The goal of this project is to reconstruct a 3D environment using two or more Azure Kinect devices and then use that environment to train an agent using reinforcement learning algorithms.

The basic steps are:

  1. Calibrate devices so we can have a unified coordinate system.
  2. Capture synchronized frames in unified coordinate system and generate point clouds from them.
  3. Use Open3D library to reconstruct meshes from point coulds using either Ball Pivoting or Poisson algorithm.

Code Structure

This project consists of two modules.

  • First module is a C++ program for working with Azure kinect devices, capturing frames and generating and saving point clouds to disk.
  • Second module is a python program for reading point clouds and reconstrcuting meshes using Open3D library.

Required Libraries

  • The C++ module requires OpenCV, Azure Kinect library, CMake and Ninja to be installed to build.
  • The python module requires numpy, matplotlib and Open3D which can be installed by following command via pip: pip install numpy matplotlib open3d

Compile Instructions

The C++ module needs to be compiled in order to create a executable file. To do that you need to have cmake. If you are on Windows and have Visual Studio installed, you can open "Native tools command prompt for VS" and run the following commands in camera_service directory:

> mkdir build && cd build && cmake -G Ninja ..
> ninja

(Note: you might need to change the paths of OpenCV and Azure Kinect libraries in CMakeLists.txt based on your installation)

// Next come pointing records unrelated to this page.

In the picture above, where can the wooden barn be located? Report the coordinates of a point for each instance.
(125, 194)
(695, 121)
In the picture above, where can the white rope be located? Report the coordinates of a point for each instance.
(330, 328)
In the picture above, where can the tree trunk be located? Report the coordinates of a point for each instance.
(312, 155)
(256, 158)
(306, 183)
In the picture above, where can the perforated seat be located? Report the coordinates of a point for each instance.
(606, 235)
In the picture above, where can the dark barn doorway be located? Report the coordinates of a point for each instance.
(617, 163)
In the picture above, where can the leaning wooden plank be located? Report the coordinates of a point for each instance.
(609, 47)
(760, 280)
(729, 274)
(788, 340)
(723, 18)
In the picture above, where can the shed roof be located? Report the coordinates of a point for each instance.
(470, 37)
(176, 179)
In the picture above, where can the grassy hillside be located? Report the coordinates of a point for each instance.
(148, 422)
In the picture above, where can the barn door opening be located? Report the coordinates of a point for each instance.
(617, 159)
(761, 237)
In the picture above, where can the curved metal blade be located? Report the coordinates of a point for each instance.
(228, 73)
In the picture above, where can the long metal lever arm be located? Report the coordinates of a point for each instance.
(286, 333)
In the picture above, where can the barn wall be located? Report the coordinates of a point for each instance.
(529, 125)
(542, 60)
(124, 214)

A Note on Calibration (from "Green Screen" example in Azure Kinect SDK)

This program relies on transforming the backup camera's depth image into the color camera's space. This transformation requires knowing the transformation between the two cameras. To find that transformation, we must calibrate the cameras. This program relies on OpenCV's chessboard calibration functions. As a result, you should have a chessboard pattern to use while calibrating the cameras. If you don't have one, print one out. You can find a 9x6 one here (note that the 9x6 comes from the interior corners, not the number of squares). The example requires the calibration board to be in view for both devices' color cameras for many frames, so make sure it's visible to both cameras.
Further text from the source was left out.